Deep in the Sea

There is no better place on Earth today to feel nature, far from the human contamination, than deep in the sea, and there is no better way to be there than scuba diving.

Even though the oceans are already polluted by the consequences of the way we people chose to live, it is still the farthest we can get from the infestation of what we call modern way of live.

Once you are down there you can see the expression of nature in one of the most beautiful forms. The colors of the reefs and corals, the ballet of the fishes and other animals and symphony of the silence are incomparable with anything else I have found so far. Each element contributes with the totality of this art work in such a way that compels you to not disturb that environment. We become astonish in how nature can produce such things while we humans create big cities, noise and disharmony.

If you ever get a chance to enjoy that environment, pay attention in how good of a feeling is the lack of human voices. Divers, most of then, use a different language, a set o signals. But I like to think that there is more to it, it is like we don’t need to say much. Most of times a single look at each other and a nodding with the head is enough, after all, the objective down there should be the same for everybody, appreciate what the nature can produce.

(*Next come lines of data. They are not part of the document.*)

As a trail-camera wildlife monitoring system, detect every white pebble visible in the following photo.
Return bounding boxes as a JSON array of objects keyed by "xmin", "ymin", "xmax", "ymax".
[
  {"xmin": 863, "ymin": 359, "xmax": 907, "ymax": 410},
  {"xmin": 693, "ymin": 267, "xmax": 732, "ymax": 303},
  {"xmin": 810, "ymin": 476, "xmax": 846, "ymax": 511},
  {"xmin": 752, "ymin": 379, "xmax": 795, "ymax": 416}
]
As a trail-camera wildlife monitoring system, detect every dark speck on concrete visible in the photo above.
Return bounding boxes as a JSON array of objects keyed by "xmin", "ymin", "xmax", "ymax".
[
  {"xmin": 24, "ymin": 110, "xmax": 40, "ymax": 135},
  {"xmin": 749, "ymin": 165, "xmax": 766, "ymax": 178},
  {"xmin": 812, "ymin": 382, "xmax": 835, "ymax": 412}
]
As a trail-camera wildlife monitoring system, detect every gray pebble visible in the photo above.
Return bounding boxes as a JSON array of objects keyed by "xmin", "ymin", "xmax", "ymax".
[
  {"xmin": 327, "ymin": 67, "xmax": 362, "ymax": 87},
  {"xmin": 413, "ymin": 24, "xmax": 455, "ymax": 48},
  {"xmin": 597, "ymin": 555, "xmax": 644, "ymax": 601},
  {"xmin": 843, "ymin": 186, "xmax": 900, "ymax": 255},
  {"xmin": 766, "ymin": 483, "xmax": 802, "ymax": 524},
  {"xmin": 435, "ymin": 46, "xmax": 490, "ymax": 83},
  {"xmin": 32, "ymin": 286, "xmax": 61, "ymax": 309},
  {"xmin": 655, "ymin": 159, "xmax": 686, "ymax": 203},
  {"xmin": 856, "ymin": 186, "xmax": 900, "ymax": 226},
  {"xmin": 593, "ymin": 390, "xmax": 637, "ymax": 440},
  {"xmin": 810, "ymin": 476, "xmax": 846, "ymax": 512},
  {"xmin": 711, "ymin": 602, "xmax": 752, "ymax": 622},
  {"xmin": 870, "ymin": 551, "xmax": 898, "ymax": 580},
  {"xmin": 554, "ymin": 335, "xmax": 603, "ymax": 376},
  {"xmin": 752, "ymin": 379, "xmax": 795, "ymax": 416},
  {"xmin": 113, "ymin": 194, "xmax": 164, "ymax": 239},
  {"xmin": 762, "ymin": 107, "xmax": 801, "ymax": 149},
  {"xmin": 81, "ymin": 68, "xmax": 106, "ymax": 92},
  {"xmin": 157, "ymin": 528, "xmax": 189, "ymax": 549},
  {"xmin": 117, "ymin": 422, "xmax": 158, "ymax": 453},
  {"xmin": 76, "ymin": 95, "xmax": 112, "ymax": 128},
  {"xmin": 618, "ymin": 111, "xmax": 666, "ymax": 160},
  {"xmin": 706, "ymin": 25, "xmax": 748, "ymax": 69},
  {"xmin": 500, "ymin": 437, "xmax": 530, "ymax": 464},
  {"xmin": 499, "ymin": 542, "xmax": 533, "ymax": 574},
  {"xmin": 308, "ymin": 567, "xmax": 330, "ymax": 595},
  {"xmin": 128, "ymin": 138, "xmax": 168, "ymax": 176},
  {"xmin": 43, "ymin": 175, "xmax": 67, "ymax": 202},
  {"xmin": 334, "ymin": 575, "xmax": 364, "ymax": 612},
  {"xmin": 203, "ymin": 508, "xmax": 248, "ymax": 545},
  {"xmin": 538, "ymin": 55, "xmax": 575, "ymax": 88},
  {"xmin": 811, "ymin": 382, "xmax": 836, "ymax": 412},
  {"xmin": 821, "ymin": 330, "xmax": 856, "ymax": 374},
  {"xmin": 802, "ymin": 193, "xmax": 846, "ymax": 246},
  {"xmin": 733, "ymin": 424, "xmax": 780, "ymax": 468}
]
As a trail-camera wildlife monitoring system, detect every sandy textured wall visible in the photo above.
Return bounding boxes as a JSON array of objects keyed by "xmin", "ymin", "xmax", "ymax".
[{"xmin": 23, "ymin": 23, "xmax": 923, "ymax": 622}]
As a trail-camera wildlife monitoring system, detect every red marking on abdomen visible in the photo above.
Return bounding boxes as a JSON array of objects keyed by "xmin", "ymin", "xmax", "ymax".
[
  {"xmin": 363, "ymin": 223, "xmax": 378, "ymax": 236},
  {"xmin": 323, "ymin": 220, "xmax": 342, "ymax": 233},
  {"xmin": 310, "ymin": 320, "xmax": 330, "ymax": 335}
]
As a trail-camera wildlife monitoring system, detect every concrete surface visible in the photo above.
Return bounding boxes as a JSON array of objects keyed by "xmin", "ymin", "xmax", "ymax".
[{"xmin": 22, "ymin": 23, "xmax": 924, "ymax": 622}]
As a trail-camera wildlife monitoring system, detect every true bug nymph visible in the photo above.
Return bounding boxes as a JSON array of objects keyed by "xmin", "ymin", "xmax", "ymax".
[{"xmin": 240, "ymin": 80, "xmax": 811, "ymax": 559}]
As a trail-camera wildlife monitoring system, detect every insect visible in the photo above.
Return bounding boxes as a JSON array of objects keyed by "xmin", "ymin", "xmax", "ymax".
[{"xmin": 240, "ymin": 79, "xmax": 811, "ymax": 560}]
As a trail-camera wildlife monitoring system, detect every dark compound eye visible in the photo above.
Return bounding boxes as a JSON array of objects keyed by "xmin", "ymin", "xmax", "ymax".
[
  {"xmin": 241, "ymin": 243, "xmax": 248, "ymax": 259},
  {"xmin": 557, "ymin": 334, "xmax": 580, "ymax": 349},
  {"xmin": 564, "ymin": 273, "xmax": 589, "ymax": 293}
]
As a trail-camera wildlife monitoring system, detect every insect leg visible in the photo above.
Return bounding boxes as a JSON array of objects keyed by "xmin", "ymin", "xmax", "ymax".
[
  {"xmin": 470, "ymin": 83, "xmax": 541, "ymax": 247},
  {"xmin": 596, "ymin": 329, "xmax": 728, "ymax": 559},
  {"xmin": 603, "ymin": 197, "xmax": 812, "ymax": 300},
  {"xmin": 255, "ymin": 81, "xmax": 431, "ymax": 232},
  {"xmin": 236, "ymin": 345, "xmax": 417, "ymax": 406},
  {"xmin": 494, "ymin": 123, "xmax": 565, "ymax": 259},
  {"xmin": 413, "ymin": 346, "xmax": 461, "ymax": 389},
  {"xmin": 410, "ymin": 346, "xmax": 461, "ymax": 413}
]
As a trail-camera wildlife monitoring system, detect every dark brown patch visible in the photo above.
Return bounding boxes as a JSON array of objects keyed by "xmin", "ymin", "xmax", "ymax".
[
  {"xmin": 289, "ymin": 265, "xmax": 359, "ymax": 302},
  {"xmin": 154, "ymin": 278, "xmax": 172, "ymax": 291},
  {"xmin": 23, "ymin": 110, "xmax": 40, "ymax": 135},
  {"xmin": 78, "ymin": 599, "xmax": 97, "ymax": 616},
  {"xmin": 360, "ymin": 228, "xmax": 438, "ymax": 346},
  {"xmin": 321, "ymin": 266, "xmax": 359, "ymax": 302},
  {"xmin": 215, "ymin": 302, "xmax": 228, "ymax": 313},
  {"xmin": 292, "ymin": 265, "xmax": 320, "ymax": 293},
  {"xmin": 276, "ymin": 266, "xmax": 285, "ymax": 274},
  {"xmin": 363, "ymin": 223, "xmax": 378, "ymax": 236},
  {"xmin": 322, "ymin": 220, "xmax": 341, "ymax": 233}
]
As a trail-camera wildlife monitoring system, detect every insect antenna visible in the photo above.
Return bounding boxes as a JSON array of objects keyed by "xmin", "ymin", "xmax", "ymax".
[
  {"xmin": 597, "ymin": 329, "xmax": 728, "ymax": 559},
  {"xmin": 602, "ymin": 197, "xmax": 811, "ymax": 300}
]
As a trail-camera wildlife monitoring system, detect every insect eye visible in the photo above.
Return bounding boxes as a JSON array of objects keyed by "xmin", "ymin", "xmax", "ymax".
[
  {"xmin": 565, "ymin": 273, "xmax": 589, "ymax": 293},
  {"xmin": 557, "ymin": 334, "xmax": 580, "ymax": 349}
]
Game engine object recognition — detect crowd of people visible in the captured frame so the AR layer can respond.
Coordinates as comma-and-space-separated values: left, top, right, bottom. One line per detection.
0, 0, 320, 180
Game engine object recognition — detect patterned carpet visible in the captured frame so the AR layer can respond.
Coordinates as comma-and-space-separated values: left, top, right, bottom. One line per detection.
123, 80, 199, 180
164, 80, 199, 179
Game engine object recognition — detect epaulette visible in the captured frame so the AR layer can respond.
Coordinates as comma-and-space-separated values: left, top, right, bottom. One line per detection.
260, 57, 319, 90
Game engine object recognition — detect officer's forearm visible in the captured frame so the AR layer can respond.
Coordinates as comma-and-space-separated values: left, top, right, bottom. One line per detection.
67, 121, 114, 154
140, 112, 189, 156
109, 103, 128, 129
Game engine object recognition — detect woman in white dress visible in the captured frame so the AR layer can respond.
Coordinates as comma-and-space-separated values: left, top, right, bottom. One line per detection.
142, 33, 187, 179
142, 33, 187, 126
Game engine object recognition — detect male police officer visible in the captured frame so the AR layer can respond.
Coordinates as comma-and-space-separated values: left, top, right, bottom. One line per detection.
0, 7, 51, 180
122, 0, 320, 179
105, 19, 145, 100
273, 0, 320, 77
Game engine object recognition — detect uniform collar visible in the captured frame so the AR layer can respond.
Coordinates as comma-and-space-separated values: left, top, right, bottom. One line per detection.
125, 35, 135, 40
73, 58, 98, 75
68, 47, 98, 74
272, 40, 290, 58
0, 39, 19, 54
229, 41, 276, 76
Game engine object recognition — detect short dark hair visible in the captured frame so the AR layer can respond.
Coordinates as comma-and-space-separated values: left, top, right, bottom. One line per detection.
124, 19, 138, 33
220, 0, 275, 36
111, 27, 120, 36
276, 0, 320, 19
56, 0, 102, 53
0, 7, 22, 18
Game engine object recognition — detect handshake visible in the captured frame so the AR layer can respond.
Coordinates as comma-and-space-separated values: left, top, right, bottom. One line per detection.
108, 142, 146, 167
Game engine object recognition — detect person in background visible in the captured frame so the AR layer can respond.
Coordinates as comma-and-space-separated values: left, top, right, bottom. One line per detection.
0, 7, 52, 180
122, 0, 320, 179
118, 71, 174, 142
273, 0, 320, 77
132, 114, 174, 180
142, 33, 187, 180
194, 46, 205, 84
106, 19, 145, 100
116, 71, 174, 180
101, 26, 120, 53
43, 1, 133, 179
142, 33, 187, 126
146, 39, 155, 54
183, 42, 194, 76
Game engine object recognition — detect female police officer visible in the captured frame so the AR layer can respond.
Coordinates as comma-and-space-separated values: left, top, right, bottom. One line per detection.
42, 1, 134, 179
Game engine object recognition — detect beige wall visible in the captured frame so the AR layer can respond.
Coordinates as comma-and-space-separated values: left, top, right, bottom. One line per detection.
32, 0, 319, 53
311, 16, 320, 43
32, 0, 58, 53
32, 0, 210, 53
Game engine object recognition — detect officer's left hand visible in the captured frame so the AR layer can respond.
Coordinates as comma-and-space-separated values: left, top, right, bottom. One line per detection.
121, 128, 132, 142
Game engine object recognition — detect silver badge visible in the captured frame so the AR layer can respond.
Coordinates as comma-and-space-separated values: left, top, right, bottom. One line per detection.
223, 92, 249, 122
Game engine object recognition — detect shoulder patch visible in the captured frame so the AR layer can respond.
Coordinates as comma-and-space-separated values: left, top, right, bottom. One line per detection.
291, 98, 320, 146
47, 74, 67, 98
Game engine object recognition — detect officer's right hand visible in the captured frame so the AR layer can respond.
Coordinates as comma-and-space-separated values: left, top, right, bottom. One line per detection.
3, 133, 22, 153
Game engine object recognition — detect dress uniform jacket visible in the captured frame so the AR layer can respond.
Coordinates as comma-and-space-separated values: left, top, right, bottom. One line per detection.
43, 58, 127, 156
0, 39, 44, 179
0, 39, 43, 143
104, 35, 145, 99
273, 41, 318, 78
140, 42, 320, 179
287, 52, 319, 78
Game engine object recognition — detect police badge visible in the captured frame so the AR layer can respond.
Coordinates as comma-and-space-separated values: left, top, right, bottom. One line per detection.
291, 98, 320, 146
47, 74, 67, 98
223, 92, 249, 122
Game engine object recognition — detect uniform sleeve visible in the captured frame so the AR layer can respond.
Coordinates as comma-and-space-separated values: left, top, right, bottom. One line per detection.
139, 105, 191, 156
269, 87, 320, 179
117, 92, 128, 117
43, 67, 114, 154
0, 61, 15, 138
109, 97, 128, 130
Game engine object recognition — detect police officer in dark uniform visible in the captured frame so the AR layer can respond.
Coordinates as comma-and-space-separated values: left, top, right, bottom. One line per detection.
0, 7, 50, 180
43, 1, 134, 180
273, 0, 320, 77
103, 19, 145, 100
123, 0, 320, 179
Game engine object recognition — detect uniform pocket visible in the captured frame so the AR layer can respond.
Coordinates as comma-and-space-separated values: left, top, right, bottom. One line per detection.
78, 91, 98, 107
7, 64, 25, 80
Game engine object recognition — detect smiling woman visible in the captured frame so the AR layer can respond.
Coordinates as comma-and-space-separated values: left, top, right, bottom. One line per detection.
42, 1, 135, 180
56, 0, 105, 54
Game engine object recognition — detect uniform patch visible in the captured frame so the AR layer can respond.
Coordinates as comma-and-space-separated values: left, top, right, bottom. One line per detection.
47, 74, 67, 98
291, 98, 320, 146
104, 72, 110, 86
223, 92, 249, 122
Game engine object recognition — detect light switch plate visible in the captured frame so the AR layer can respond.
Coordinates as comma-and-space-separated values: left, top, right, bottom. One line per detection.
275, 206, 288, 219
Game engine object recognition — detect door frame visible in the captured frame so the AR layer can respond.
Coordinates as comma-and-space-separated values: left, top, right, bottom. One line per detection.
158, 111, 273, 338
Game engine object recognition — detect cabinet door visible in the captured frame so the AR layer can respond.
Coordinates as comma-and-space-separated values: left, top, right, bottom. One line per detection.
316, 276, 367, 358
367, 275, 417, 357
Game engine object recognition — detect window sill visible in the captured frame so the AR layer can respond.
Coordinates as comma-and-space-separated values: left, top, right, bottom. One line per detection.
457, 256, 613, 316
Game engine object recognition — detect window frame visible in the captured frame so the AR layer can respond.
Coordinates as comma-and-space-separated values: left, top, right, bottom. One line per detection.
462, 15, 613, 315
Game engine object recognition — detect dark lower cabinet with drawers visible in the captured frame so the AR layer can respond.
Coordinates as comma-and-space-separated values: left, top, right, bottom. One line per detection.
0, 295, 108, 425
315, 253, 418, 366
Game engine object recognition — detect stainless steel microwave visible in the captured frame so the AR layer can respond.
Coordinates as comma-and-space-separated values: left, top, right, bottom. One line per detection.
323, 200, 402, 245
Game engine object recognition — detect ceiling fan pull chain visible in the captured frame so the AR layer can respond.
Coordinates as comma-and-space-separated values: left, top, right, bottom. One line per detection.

Another thing that should not escape our perception is the way that animals move, just like the animals on land they move in a very elegant and balanced way but in the ocean there is an intrinsic lightness added to that, it is like flying but slower. And in the moment you get to that realization you try to be part of that ballet, flying slowly with then.

That is why I like to scuba dive, is not a sport, it is not tourism, it is the access to nature that brings me a little closer to understand the perfection of the creation and gives me the desire to make things here, at the surface, as peaceful and balanced as they are down there.